I’ve organised the tools I normally go to by the artefact it’s used for. Of course these are my personal preference, so try as many tools as you can or better yet, make them from scratch yourself. The better you understand the artefact, the more you will get out of tools.
Summary
- UserAssist — Registry Explorer/RECmd
- Shimcache — Registry Explorer/RECmd
- Amcache.hve — AmcacheParser
- System Resource Usage Monitor (SRUM) — srum-dump
- Prefetch — PECmd
- Event Logs — Event Log Explorer
- USN Journal — ExtractUsnJrnl, UsnJrnl2Csv
- MFT — RawCopy, MFTDump.exe
UserAssist
HKCU\Software\Microsoft\Windows\CurrentVersion\Explorer\UserAssist
Registry Explorer/RECmd — A versatile registry tool by Eric Zimmerman. It’s GUI has a builtin parser to display the entries in their un-ROT13 form.
Shimcache
HKLM\SYSTEM\CurrentControlSet\Control\Session Manager\AppCompatCache\AppCompatCache
Registry Explorer/RECmd — The less tools the better. Registry Explorer has an AppCompatCache viewer all while still being a fast application. It even bookmarks them for you when you load the hives!
Amcache.hve
C:\Windows\AppCompat\Programs\Amcache.hve
AmcacheParser — There has been a lot of research on this artefact and as it contains the SHA1 hash executables, it’s one of my favourites. Please read Eric’s intro blog about the tool as it has some very helpful command line switches
System Resource Usage Monitor (SRUM)
C:\Windows\system32\sru\SRUDB.dat
srum-dump — This python based tool can dump the database to CSV so you can easily calculate usages by process.
Prefetch
C:\Windows\Prefetch\*.pf
PECmd — You can run it per prefetch file, or just recursively on a directory containing multiple prefetch files.
Event Logs
C:\Windows\System32\winevt\Logs\*.evtx
Event Log Explorer — Quick lightweight event log view that is much easier to search and filter through compared to the built-in viewer. Free Personal Use License.
USN Journal
c:\$Extend\$UsnJrnl:$J
To Obtain: ExtractUsnJrnl — jschicht created a smart tool that grabs only what you need from the $J alternate data stream of the $UsnJrnl and keeps the output file size small.
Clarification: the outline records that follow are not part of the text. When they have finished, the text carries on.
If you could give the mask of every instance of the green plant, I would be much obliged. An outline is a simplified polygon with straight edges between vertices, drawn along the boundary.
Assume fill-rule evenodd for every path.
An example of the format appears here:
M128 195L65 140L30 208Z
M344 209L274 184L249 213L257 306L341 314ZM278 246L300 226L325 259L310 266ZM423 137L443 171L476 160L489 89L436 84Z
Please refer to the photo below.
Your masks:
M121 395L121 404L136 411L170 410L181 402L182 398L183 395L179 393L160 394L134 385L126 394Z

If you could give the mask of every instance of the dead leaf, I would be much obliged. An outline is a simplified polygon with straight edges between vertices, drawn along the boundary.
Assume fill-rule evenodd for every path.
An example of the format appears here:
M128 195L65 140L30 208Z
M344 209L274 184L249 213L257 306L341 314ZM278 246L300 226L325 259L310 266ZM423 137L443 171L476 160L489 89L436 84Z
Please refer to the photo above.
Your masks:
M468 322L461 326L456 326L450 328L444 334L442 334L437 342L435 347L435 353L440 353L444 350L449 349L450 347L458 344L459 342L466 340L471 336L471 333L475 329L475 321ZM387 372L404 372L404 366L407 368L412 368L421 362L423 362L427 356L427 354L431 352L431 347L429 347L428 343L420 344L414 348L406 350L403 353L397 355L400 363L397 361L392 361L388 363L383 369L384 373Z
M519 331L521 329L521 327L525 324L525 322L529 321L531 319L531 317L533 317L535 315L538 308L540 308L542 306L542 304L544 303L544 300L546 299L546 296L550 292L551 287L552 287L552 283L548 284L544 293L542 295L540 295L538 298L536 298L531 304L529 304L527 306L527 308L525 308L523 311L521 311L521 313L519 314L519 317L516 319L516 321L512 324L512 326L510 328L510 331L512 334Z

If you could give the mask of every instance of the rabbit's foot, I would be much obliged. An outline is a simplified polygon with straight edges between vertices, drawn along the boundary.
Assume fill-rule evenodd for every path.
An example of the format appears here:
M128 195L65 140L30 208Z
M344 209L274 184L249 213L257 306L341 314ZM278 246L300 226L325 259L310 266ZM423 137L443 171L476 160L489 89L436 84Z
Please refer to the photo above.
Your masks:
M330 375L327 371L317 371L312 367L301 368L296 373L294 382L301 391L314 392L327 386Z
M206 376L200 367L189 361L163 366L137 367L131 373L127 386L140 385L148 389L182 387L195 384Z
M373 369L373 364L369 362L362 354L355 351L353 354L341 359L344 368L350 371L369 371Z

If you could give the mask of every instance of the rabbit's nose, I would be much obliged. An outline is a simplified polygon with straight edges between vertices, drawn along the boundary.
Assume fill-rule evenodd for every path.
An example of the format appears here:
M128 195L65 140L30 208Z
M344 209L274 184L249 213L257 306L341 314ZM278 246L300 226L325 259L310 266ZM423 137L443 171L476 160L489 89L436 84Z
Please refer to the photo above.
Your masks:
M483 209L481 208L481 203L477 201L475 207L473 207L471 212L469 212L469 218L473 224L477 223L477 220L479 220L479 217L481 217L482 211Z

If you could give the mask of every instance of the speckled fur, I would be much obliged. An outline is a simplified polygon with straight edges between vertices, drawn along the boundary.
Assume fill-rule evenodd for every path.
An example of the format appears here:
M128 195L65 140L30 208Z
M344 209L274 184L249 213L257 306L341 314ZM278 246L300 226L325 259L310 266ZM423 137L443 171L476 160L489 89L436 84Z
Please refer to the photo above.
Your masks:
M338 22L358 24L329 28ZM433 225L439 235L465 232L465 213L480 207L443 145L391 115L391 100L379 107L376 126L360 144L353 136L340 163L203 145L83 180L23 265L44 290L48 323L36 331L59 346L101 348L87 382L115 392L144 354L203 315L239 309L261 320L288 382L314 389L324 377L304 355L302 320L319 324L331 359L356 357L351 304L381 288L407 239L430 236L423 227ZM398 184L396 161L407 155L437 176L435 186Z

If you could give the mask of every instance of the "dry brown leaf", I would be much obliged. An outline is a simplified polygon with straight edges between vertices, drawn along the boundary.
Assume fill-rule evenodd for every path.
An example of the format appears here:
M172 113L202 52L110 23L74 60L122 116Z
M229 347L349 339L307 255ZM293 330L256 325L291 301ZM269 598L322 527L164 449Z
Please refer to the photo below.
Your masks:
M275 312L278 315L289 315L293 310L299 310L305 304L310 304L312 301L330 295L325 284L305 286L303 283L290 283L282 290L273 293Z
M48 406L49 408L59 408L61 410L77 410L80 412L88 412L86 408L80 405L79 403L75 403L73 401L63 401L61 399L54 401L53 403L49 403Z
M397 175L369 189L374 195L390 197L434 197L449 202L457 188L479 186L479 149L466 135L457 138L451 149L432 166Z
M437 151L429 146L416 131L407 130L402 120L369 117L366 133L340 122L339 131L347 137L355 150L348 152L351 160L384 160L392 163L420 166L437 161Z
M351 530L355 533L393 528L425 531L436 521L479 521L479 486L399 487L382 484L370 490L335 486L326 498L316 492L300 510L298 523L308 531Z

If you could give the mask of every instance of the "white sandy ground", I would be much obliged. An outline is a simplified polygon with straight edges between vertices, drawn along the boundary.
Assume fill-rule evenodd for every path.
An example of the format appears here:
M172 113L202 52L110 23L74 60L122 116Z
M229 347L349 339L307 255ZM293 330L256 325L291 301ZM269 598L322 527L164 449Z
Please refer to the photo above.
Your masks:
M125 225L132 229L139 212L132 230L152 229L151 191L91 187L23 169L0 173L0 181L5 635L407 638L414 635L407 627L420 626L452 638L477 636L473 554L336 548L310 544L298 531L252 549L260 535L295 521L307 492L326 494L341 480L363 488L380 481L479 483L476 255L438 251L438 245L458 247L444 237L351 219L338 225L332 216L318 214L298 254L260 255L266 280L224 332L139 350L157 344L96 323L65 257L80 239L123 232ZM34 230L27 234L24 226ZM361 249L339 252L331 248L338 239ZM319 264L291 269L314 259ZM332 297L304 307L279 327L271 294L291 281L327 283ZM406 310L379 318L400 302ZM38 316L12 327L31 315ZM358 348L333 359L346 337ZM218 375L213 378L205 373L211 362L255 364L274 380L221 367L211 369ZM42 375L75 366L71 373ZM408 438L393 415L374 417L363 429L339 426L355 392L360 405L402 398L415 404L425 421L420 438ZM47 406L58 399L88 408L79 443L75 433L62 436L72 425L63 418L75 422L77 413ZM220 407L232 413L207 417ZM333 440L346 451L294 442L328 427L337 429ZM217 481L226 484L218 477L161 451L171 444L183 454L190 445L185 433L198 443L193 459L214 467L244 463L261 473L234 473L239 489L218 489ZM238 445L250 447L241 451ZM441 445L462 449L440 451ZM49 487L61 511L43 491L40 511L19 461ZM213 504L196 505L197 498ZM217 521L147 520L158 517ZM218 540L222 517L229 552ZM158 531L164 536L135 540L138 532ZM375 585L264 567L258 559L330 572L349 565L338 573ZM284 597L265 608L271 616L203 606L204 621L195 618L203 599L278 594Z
To Parse: UsnJrnl2Csv — as seen above jschicht has great forensic tools and his *2Csv tools are no different.
MFT
c:\$MFT
To Obtain: RawCopy — I use this generally for anything that is locked by the system. It also supports sending the data to a remote system.
To Parse: MFTDump.exe — I’ve use a few MFT parsers but this one seems to handle deleted files the best and has all the timestamp fields.